Another significant change noted by Ingram is the willingness of cybercriminals to go after individuals. He knows of one executive in Europe who was cajoled into transferring €600,000 on the word of someone whom she believed was her boss, but who in fact had used publicly-available information sources to impersonate that person and demonstrate familiarity with her.
“These people had done some social engineering, appealed to her ego, and managed to pull off the fraud,” Ingram says. “They even called back to try and get a second payment through. The likelihood of them being caught is very low, and the punishments aren’t that high either.”
The technology that cybercriminals use is also becoming more sophisticated. According to Liming Zhu, research director for software and computational systems at CSIRO’s Data61, cybersecurity threats are attacking the overall trust of systems, using highly-automated tools that use machine learning to carry out attacks.
“For example, machine learning is used to make data-driven systems learn the wrong models by poisoning data, constructing counterexamples and inverting machine learning models to make them vulnerable to attacks,” Zhu says. “Other techniques on the rise include the use of “side-channel” information and game theory to mount attacks, and leveraging end-to-end encrypted traffic to steal data and conduct cybercrimes.

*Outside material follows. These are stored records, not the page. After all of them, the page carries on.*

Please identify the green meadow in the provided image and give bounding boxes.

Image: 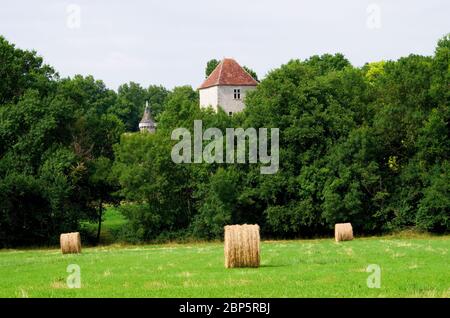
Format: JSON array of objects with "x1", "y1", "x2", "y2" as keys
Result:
[{"x1": 1, "y1": 234, "x2": 448, "y2": 298}]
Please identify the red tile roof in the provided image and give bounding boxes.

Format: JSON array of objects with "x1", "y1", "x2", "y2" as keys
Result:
[{"x1": 199, "y1": 58, "x2": 258, "y2": 89}]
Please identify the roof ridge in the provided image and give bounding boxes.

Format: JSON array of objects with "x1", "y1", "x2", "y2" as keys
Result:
[
  {"x1": 216, "y1": 59, "x2": 225, "y2": 84},
  {"x1": 240, "y1": 63, "x2": 258, "y2": 82}
]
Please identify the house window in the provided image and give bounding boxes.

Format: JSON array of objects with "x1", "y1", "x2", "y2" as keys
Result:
[
  {"x1": 233, "y1": 88, "x2": 241, "y2": 100},
  {"x1": 229, "y1": 112, "x2": 233, "y2": 116}
]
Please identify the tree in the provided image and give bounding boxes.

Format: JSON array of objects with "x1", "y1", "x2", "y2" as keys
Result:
[
  {"x1": 205, "y1": 59, "x2": 219, "y2": 77},
  {"x1": 305, "y1": 53, "x2": 351, "y2": 75},
  {"x1": 0, "y1": 40, "x2": 125, "y2": 246},
  {"x1": 0, "y1": 36, "x2": 57, "y2": 105},
  {"x1": 147, "y1": 85, "x2": 169, "y2": 117},
  {"x1": 364, "y1": 61, "x2": 386, "y2": 83},
  {"x1": 109, "y1": 82, "x2": 147, "y2": 132},
  {"x1": 108, "y1": 83, "x2": 169, "y2": 132},
  {"x1": 89, "y1": 157, "x2": 120, "y2": 244},
  {"x1": 112, "y1": 132, "x2": 193, "y2": 241}
]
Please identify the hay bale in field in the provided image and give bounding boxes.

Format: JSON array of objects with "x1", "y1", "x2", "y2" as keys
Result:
[
  {"x1": 334, "y1": 223, "x2": 353, "y2": 242},
  {"x1": 60, "y1": 232, "x2": 82, "y2": 254},
  {"x1": 224, "y1": 224, "x2": 260, "y2": 268}
]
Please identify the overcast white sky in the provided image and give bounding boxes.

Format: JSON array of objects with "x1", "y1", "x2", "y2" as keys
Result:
[{"x1": 1, "y1": 0, "x2": 448, "y2": 90}]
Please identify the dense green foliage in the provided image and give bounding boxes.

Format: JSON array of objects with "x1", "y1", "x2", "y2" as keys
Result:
[
  {"x1": 0, "y1": 45, "x2": 124, "y2": 245},
  {"x1": 0, "y1": 35, "x2": 448, "y2": 246},
  {"x1": 109, "y1": 82, "x2": 168, "y2": 132},
  {"x1": 0, "y1": 37, "x2": 161, "y2": 246},
  {"x1": 205, "y1": 59, "x2": 220, "y2": 77}
]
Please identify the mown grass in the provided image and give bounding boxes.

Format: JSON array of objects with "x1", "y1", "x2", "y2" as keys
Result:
[{"x1": 0, "y1": 235, "x2": 448, "y2": 297}]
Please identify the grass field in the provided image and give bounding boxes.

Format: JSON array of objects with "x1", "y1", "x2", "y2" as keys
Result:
[{"x1": 0, "y1": 234, "x2": 449, "y2": 297}]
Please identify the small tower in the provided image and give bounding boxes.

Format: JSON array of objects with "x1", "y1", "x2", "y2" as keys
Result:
[{"x1": 139, "y1": 101, "x2": 156, "y2": 133}]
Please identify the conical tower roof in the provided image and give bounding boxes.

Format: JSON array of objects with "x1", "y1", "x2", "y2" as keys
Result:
[{"x1": 139, "y1": 101, "x2": 155, "y2": 125}]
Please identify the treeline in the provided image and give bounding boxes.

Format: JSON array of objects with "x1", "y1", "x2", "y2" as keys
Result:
[
  {"x1": 0, "y1": 35, "x2": 448, "y2": 246},
  {"x1": 0, "y1": 36, "x2": 167, "y2": 246}
]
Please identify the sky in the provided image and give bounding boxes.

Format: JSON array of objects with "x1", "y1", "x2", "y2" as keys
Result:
[{"x1": 0, "y1": 0, "x2": 449, "y2": 90}]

“Beyond traditional attacks, cyber-physical systems — or physical devices connected to the digital world — are increasingly under fire.”
The APAC vice president and chief security officer for cybersecurity technology maker Palo Alto Networks, Sean Duca, agrees that the tools available to cybercriminals are becoming more sophisticated. But he says that in many instances they don’t have to be.
“Many of the known issues are still impacting organisations, through phishing emails, credentials re-use and ransomware attacks,” Duca says.
Nor surprisingly then, he says the remedies that can prove most effective are also relatively unsophisticated, but effective if applied properly.
“All businesses need to maintain good “cyber hygiene” which includes a regularly backup of data, patching systems and applications and reducing the attack surface of digital assets as much as possible,” Duca says.
One common defensive strategy is to move applications and data into the hands of cloud providers, who often deliver a higher level of security than an individual business can afford, but this is not a set-and-forget strategy.
Duca says there are questions that every company should ask of itself and its suppliers, including knowing what sensitive data is stored in the cloud, who among employees and third parties has access to it, and how the data is protected.
“It starts with the basics; everyone must be doing them right,” Duca says. “With the rise in automated cyberattacks comes an increased need for organisations to be similarly automated and scalable, combating machine-generated attacks with integrated technology. We can’t rely on manual intervention to prevent a successful cyberattack. Security professionals need to focus less on manual defences and more on the big picture.
“Every business needs to understand that by living in a hyper-connected world, it’s foreseeable that someone will come looking for your information, but it’s up to you to manage the risk to your business.”
Increasing awareness is also driving a demand among business professionals to better understand the risks. Hence Data61 has partnered with the Australian Institute of Company Directors to deliver courses to lift the level of digital and cyber literacy at the executive level.
Ingram says he is also witnessing a change in how organisations structure themselves to account for cyber threats, based on the realisation that defence can’t be left to one business unit.
But just as cyber criminals have grown stronger through working together, Ingram says the same approach can be used to create stronger defences. PwC is working in close partnership with technology providers such as Palo Alto Networks and research groups such as CSIRO’s Data61, as well as with large technology and telecommunications companies.
“We need to get cross sector, cross industry information sharing,” Ingram says. “The banks and telcos are realising that we do need to work together to make it better.”